I wonder how other forum contributors feel about the importance of the pressure applied in the tamp?

I can agree that theoretically the tamp needs to be the same from shot to shot in the interests of uniformity, but is the actual pressure applied really that important?

My own view is that the major purpose of the tamp must be to ensure uniform progress of the water in the puck, and to eliminate or at least minimise channels that water can flow through more easily and quickly. So the tamp makes the coffee into a solid plug, and also seals the edges against the sides of the basket.

But once that is done, and I presume that 30 lbs of pressure can do that more than adequately, does any increase or variance in the pressure actually change anything? Surely once the solid plug is formed - at whatever pressure - any increase in the pressure applied (unless it is absolutely tremendous) is going to have no difference to the density of the plug?

I look at it this way - if I take a bucket of sand and put a piece of wood on top of it and compress it by standing on it, it's going to make no difference to the density of the sand if two, or even three, people stand on top of it. It would take a power press to make any substantial difference. If this premise is true, then uniformity of tamp - provided a sealed plug is formed - becomes one of the most unimportant factors in making consistent coffee.

This is of interest to me because I've just moved from an Espro (which gives some guarantee of uniformity) to a conventional tamper, where presumably I'm getting more chance of variance between shots, but I've found no effect on either flow rate or quality of successive shots.

Anyone else got any views on this?


----------



## Eyedee (Sep 13, 2010)

Because you have just moved from the Espro you have an awareness of the required tamp pressure. You will also have "muscle memory" embedded in your brain from using the Espro, it's a bit like learning to play music, things happen sub-consciously because the muscles have been trained.

Ian


----------



## DavidS (Apr 8, 2010)

Tamping has always seemed like the least important part to me... Way over rated sometimes. How coarse the coffee is and how much will make the largest difference.

I've tested this, same coarsnes, one tamped the other not, and the un-tamped one was at most about 3 seconds quicker.
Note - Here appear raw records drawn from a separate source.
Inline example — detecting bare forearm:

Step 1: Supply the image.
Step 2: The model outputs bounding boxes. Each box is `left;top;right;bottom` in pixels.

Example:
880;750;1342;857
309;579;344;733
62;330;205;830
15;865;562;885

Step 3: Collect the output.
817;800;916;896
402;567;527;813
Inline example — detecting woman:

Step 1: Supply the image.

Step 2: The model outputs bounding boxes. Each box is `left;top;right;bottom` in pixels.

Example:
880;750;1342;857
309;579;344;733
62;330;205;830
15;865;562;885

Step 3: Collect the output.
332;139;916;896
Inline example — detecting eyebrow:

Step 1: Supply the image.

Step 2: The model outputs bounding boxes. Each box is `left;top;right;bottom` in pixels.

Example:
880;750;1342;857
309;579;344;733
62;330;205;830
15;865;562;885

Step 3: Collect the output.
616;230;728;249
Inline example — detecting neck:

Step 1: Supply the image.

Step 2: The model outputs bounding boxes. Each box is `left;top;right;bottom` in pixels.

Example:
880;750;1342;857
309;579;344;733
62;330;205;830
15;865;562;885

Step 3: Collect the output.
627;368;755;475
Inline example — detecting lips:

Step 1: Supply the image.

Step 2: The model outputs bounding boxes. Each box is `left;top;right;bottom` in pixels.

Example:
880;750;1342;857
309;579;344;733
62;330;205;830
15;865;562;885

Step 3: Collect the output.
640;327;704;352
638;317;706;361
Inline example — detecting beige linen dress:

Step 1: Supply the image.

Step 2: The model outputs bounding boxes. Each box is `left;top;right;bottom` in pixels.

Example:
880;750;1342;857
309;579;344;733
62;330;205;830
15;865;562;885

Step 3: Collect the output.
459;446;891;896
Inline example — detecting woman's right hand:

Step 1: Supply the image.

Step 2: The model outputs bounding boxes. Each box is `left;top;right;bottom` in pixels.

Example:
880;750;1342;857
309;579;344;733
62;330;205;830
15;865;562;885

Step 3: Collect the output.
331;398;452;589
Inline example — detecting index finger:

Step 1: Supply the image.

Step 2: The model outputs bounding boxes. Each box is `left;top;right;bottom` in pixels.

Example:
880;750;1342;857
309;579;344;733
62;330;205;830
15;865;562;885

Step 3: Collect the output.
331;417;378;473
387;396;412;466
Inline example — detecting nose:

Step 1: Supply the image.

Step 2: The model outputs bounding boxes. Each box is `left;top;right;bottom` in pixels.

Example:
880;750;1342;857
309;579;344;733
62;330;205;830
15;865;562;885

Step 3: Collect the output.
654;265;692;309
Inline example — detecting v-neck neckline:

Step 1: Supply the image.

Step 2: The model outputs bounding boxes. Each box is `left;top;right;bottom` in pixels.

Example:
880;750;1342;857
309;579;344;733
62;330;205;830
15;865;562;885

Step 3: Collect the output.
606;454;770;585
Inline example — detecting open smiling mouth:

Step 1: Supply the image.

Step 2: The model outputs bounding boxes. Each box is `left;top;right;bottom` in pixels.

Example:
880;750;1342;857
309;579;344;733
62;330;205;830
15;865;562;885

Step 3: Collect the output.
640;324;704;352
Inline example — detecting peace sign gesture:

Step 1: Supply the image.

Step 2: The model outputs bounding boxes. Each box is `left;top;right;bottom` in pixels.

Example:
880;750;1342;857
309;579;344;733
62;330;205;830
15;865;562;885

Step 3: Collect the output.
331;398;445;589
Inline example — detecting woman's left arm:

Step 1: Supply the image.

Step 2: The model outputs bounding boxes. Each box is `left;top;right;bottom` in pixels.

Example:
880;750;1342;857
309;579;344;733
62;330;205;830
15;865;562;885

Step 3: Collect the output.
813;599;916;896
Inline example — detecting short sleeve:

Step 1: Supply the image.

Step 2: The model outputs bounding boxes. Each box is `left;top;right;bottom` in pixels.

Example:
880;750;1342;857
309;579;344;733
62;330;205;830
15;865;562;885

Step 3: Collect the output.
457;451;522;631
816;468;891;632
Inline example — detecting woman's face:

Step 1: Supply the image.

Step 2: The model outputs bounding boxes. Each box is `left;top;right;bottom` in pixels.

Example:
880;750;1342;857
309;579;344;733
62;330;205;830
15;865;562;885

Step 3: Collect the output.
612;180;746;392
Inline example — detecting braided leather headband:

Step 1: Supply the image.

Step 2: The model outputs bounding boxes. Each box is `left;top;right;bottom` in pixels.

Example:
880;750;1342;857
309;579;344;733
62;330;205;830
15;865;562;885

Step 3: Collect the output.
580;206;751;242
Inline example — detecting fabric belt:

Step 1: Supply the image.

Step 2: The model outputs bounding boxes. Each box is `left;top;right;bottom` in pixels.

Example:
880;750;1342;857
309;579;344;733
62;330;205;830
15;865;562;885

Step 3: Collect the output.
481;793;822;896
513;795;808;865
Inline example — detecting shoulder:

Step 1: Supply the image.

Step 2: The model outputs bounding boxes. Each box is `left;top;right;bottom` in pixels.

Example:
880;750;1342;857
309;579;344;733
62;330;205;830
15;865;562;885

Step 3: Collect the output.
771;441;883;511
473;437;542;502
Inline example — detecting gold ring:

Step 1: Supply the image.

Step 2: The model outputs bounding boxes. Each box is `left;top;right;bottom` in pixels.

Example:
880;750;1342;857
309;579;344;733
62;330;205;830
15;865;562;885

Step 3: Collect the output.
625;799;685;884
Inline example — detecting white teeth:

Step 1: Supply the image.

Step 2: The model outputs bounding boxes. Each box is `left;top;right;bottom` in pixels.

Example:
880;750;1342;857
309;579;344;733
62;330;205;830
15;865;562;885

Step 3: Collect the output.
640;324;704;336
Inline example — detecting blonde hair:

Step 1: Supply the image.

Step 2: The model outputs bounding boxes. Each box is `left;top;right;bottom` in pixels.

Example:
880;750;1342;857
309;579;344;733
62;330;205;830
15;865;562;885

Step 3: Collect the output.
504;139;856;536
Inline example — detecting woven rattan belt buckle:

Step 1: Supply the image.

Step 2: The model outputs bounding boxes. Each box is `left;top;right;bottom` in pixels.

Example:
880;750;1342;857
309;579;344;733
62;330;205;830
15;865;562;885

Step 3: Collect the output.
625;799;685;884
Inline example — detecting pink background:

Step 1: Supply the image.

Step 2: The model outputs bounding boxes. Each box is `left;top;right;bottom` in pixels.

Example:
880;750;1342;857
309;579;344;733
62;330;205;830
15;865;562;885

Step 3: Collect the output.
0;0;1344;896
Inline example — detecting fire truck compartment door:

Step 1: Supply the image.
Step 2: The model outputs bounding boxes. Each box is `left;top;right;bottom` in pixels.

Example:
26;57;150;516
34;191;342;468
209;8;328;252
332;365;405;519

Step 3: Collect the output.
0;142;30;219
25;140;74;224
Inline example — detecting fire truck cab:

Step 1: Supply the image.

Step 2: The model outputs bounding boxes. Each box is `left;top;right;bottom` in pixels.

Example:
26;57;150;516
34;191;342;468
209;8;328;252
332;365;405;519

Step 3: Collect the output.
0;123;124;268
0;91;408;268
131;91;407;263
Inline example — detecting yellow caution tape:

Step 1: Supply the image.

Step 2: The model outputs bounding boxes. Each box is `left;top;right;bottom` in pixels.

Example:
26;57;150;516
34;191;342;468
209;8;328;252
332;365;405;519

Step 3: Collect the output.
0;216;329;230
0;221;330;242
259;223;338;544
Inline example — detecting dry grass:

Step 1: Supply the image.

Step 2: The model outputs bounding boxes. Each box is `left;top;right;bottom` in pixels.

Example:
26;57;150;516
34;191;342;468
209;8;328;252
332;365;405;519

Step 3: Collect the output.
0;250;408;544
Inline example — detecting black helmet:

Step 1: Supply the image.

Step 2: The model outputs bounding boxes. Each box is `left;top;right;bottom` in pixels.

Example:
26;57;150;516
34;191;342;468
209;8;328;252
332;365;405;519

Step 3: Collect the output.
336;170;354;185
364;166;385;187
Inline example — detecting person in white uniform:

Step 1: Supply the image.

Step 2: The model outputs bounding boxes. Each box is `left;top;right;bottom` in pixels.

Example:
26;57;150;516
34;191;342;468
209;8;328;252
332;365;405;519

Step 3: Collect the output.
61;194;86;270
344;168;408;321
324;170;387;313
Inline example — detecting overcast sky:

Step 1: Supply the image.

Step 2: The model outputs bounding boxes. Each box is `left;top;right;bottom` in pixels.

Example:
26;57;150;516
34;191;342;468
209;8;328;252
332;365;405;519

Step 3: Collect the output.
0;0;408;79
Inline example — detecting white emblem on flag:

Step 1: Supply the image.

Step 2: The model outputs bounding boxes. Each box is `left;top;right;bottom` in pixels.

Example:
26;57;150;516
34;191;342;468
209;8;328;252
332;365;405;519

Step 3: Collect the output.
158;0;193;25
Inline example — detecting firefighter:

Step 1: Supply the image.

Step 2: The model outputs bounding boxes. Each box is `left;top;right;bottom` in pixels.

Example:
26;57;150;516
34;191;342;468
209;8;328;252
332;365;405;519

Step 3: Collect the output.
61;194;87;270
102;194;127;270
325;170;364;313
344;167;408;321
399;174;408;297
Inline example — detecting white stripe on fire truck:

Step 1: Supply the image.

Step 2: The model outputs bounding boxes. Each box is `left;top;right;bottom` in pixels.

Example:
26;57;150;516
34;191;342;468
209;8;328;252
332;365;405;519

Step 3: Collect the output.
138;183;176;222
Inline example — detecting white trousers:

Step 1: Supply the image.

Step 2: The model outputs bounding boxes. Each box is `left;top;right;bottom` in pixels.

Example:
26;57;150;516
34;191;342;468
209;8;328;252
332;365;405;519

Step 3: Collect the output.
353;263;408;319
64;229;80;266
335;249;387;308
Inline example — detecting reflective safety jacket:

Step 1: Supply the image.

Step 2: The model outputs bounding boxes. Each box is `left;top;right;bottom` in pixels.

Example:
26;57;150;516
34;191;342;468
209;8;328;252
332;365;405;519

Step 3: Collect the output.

The pour on the un-tamped was very messy compared to the tamped one though.


----------



## Glenn (Jun 14, 2008)

I find tension-restricted tampers great for consistency in a busy environment with a high turnover of staff where uniformity is hard to otherwise achieve.

However, given that a standard tamper offers flexibility this is my preferred option.

I don't subscribe to the theory that 1 tamp pressure fits all scenarios and vary my tamp depending on contributing factors that i would like to control.

Grind size has a large part to play and to offer true compaction some form of vibration may be required, not often achieved uniformly and may lead to channeling

The forming a plug with a standardised density (for an even extraction) fits the scenario portrayed above


----------